Laut Website ist man bei diesem Frisör auf alles vorbereitet: Weibchen, Männchen, Kindchen. Perfekt, denn da passe ich doch genau ins Raster. Tatsächlich war ich aber das einzige Männchen im Raum und daran sollte sich auch nichts mehr ändern. Ich war zwar nicht bei der Bundeswehr, aber unterbewusst scheine ich doch zu wissen, wie man sich zu verhalten hat, wenn man auf feindlichen Terrain unterwegs ist. Das klappte wunderbar. Zuerst führte mich eine sehr junge Frau an einen Platz, bot mir etwas zu trinken an („Wasser, bitte. Nein, ohne Kohlensäure“ -> feindliches Gebiet: kein Bier bestellen; hellwach bleiben!) und fragte, ob ich etwas essen möchte. Ein Brezel oder so. Das kannte ich bisher auch noch nicht. Brezeln beim Frisör. Coole Sache, aber ich wollte kein Brezel und nach einem gemischten Salat mit Garnelen und Streifen von Rinderfilet traute ich mich nicht zu fragen. Also gab es nur Wasser ohne Kohlensäure, einen Sitzplatz und ein freundliches Hallo von einer weiteren, ebenfalls sehr jungen Dame, deren Aufgabe es war, mein Haupt zu waschen, was sie auch tat. Ausgiebig. Mit Hingabe. Und Wasser (auch ohne Kohlensäure, dafür mit Shampoo). Es war großartig, es war herrlich und es hätte meinetwegen noch einige Stunden weitergehen können. Tat es aber nicht und ich war wirklich ein klitzekleines bisschen enttäuscht (auch wenn das Trockenrubeln klasse war), aber dann sagte sie die magischen vier Worte: und jetzt noch eine Kopfmassage (das „und“ ist ein Füllwort und zählt nicht). Und dann massierte sie. Mit Hingabe. Ohne Wasser, ohne Kohlensäure und ohne Shampoo. Nur das Dudeln des Radios übertönte mein wohliges Schnurren.
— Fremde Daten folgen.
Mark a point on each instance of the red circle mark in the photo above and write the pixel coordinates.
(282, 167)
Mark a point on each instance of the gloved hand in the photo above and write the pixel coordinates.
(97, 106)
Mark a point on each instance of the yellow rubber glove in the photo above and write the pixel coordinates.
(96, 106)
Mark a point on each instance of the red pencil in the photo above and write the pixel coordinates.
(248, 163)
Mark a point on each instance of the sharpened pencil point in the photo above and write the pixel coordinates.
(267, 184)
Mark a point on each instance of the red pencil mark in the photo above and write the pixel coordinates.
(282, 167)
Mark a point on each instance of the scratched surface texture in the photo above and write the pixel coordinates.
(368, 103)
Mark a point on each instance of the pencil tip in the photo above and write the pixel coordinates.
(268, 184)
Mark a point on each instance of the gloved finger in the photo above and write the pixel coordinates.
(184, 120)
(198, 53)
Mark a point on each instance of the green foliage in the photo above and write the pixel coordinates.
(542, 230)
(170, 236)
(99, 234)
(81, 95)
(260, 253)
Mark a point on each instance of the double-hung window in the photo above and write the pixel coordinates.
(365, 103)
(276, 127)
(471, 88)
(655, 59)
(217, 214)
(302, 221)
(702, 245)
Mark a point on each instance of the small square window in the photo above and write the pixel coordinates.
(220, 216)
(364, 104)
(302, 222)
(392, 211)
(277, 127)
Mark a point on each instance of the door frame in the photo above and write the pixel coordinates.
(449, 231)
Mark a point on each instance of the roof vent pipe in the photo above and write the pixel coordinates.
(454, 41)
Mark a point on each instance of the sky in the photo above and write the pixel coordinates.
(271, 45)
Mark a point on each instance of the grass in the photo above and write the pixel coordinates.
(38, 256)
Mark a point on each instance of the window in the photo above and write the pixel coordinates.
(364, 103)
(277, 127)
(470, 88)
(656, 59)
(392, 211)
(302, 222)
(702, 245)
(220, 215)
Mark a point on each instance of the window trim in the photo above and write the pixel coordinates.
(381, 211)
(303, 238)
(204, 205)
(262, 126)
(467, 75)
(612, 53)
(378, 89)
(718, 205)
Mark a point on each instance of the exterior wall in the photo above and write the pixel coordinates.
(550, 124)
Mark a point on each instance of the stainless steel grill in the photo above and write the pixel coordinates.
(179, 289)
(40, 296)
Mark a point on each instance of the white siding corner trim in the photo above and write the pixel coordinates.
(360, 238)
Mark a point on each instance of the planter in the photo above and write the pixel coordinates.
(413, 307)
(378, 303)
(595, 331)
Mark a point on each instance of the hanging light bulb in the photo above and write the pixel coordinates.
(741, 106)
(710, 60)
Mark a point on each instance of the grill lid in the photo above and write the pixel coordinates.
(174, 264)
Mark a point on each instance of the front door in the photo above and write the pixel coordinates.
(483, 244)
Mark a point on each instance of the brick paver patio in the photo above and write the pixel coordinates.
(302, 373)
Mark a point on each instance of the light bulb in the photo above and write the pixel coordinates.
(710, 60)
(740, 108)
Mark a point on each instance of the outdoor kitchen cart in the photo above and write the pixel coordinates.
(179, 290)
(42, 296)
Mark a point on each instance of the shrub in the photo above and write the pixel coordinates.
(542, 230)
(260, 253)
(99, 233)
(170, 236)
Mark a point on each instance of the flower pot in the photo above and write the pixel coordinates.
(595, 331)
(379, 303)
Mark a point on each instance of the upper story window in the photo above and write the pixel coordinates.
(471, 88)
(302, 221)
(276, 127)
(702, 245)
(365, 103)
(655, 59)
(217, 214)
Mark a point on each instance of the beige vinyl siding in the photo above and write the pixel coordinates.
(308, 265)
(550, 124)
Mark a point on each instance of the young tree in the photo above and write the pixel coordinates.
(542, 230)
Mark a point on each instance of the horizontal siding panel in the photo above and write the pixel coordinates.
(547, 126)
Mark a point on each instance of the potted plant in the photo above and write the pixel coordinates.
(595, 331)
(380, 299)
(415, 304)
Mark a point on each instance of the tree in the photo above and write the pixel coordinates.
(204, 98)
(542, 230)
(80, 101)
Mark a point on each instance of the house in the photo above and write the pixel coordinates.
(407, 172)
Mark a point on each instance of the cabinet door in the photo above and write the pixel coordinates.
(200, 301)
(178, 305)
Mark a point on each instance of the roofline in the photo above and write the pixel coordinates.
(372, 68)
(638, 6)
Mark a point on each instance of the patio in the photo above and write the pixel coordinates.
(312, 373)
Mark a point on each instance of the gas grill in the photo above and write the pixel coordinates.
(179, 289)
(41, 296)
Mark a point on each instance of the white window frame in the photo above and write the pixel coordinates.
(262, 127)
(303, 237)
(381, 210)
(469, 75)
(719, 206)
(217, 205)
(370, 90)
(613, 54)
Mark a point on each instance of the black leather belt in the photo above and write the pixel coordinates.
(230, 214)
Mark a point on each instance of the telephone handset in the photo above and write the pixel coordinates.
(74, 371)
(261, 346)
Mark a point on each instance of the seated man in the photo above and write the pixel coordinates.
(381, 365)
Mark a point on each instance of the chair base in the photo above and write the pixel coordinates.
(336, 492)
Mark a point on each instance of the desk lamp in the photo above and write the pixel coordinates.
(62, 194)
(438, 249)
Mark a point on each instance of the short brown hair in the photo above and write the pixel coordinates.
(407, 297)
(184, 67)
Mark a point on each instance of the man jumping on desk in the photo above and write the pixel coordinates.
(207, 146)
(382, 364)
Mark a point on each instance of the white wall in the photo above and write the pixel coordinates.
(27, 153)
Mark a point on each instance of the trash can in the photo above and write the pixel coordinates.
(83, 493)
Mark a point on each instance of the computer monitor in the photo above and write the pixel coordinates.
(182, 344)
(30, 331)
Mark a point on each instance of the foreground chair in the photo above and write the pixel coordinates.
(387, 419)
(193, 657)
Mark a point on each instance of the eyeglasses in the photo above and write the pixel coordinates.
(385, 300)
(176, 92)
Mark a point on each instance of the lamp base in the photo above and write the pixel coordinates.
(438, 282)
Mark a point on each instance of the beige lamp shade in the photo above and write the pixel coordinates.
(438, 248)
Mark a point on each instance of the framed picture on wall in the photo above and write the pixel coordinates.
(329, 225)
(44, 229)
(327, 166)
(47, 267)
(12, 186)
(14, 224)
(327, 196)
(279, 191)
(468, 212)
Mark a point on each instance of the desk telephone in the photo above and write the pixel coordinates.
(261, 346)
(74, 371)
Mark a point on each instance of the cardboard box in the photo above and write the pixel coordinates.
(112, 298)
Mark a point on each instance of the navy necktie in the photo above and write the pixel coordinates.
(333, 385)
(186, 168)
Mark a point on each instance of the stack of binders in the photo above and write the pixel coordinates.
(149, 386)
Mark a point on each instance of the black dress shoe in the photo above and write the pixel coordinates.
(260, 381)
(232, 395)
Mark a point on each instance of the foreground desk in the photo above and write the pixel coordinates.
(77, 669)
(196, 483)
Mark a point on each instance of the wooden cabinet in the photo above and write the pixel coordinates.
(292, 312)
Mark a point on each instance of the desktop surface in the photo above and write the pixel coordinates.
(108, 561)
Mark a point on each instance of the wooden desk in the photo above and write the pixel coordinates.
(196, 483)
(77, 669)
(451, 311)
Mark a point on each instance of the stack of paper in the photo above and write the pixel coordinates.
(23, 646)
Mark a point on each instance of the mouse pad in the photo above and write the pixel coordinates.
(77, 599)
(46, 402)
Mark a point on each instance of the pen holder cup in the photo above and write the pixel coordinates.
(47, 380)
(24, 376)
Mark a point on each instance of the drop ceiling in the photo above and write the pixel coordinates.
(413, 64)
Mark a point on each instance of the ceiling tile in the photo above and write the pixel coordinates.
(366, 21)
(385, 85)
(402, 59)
Gerade als ich kurz davor war wegzudämmern, war die Massage zu Ende und plötzlich steht da eine weitere sehr junge Frau. Das war die Dame mit den scharfen Sachen, sprich den Scheren und sonstigen Schneidemaschinen. Kurzer Check der Lage (wie gesagt: bei meinen Haaren kann man nicht viel falsch machen) und schon ging es los. Natürlich war es wie immer: Smalltalk ist erwünscht (nicht von mir, aber Frisörinnen und Frisöre scheinen ohne Smalltalk nicht leben zu können) und ich hatte keine Chance dem zu entkommen (wie auch: mit feuchten Haaren, einem enstellenden Plastikumhang und einer Frau mit einer Schere in der Hand, die hinter einem steht). Immerhin war es einigermaßen spannend; es war auch alles dabei: Herz, Schmerz, Trennung, lesbische Liebe, zwei Hochzeiten, eine Oma, die von nichts weiß. Außerdem hat sie auch zwei Katzen. Theoretisch könnten wir also sofort heiraten: ich weiß alles von ihr, was bei mir ist interessiert nicht, sie hat keine Katzenallergie und eine ihrer Freundinnen kann total gut Haare waschen und Köpfe massieren. Besser kann es eigentlich nicht mehr kommen. Obwohl… ich habe nicht gefragt, ob sie Veganerin ist. Denke aber nicht: Veganer sagen einem sowas ja gerne mal direkt als erstes und ungefragt.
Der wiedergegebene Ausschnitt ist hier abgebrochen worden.